Si potrebbe pensare che un barile molto economico sia una manna per l’industria petrolchimica e delle materie plastiche, che trae dal petrolio l’etilene e altri feedstock chiave per le proprie produzioni. E ciò vale per molti Paesi, tra cui il nostro. Va però considerato che i principali player del settore petrolchimico sono, innanzitutto, società petrolifere, che con la discesa del prezzo del barile vedono assottigliarsi, fino a scomparire, i margini che sostengono le attività mid e downstream.

Ombre sullo shale gas

Negli Stati Uniti, lo scenario è ulteriormente complicato dal massiccio ricorso allo shale gas, etano ottenuto mediante fratturazione sotterranea di rocce, che negli ultimi dieci anni ha consentito all’industria chimica nordamericana di approvvigionarsi in loco di una materia prima economica, alternativa al petrolio, per ottenere etilene e da questo poliolefine e altre plastiche commodities. Conveniente a condizione che il prezzo del petrolio resti sopra i 30-40 dollari al barile. Sotto questa soglia, infatti, il costo di estrazione dello shale gas è superiore al suo valore e l’industria estrattiva entra inevitabilmente in crisi. A 20 dollari al barile – se questo livello non è di breve periodo – il rischio di fallimento per i produttori di shale gas è molto alto, anche perché il comparto è pesantemente indebitato.

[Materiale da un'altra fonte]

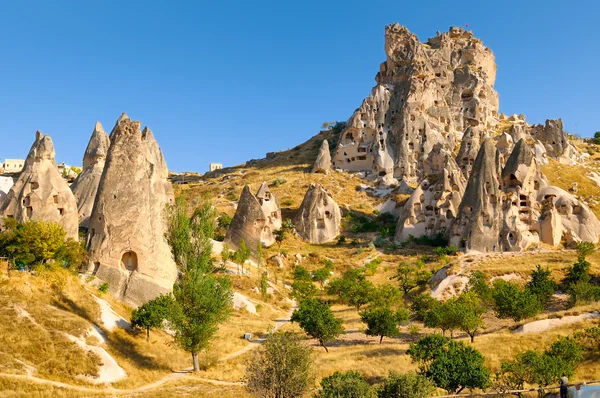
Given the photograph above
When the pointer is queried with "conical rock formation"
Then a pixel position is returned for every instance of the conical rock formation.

Di converso, a 25 dollari al barile, produttori come la Russia o i Paesi arabi sono ancora in grado di fare utili.

Rallentano i cracker

La dipendenza della petrolchimica USA dallo shale gas è tutt’altro che marginale: secondo stime dell’American Chemistry Council, questa materia prima autarchica ha portato, dal 2010 a oggi, a 340 nuovi progetti petrolchimici, per un investimento superiore a 200 miliardi di dollari. Si tratta di cracker per etilene e impianti a valle per poliolefine e altre specialità, in parte già completati e in funzione, alcuni in corso di realizzazione e altri in fase di approvazione. Alcuni cantieri sono stati rallentati o fermati temporaneamente – motivando la decisione con i rischi di contagio per i lavoratori – mentre progetti che devono ottenere il via libera difficilmente verranno approvati in questi mesi. Per capire i volumi in gioco, basti pensare che – per il solo etilene – la capacità statunitense era pari a circa 28 milioni di tonnellate annue nel 2015 e dovrebbe oltrepassare 40 milioni di tonnellate entro la fine di quest’anno.

Petrolchimica in attesa

Alcuni big del settore, tra i cui Dow, ExxonMobil e Chevron Phillips Chemical hanno avviato i loro impianti tra il 2017 e il 2018; altri – come Sasol, Shintech, Westlake Chemical con Lotte Chemical e Formosa Plastics – hanno messo in marcia cracker e impianti a valle nel 2019, mentre entro la fine di quest’anno dovrebbero partire quelli di Indorama, Total-Borealis e Dow. In questo scenario volatile e difficile da interpretare, alcuni gruppi – tra i quali Dow e Shell – hanno deciso di rivedere gli investimenti in conto capitale già stanziati. Altri, prima di rivedere i piani di medio periodo, attendono alla finestra per capire quanto durerà l’emergenza Covid-19 e come reagiranno i produttori storici di oro nero.